3. We Don’t Eat Take Out
This habit was the first thing that had to go once lockdown loosened up. Instead of it being a treat (like we convinced ourselves it was), it was costing us a lot of money. Now, I know that for many families especially those where both parents work (like us), it can get tricky cooking a new meal every day. So, we try as often as possible to bulk cook, freeze and eat leftovers. We’ve gone from ordering take out a couple of times a week to maybe once a month, if at all. We’ve saved more than R1,500 a month from doing this. It was the little R200 – R300 orders that were all adding up.
4. We DIY What We Can
No surprise here, I do my own hair. Even before lockdown, I’d only go to the salon for styles that I couldn’t do myself like weaves or cornrows. If anything, lockdown helped a lot of people figure out what they could really live without and revealed skills we could use on ourselves. Kev and I cut Kai’s hair. I do my own and Kev is our handyman. I also do my own nails – when I have the time. This easily saves us about R2,000 a month. That’s a nice monthly investment amount.
5. We Shop Sales
The only way sales save you money is if there are discounts on things you need. The sales cycle is predictable, so when I do need to buy clothes for Kai, I wait for the seasonal sales or buy as much as I can on specials. I’m planning for all of us to do the same with our clothing shopping. I keep a list in my wallet, and I stick to it. I also shop online often as I don’t wander around as I do in-store, and I can place things in my cart or wish list and wait for those items to go on sale. This has easily saved us hundreds of Rands.

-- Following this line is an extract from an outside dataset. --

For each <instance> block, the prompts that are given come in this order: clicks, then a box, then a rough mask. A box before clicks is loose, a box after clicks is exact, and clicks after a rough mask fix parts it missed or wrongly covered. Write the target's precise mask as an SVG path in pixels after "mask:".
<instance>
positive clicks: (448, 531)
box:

I’m definitely not a financial expert. I think I can do much better with my finances, but I know now that when it comes to saving and investing, every rand counts. And the longer the money is invested, the more it’ll be worth. A key thing is to work together as a family. Being on the same page is very important for Kev and me. As a couple, working together makes a hard thing much easier.
What are some easy ways you save money? Even if it’s R500 or less?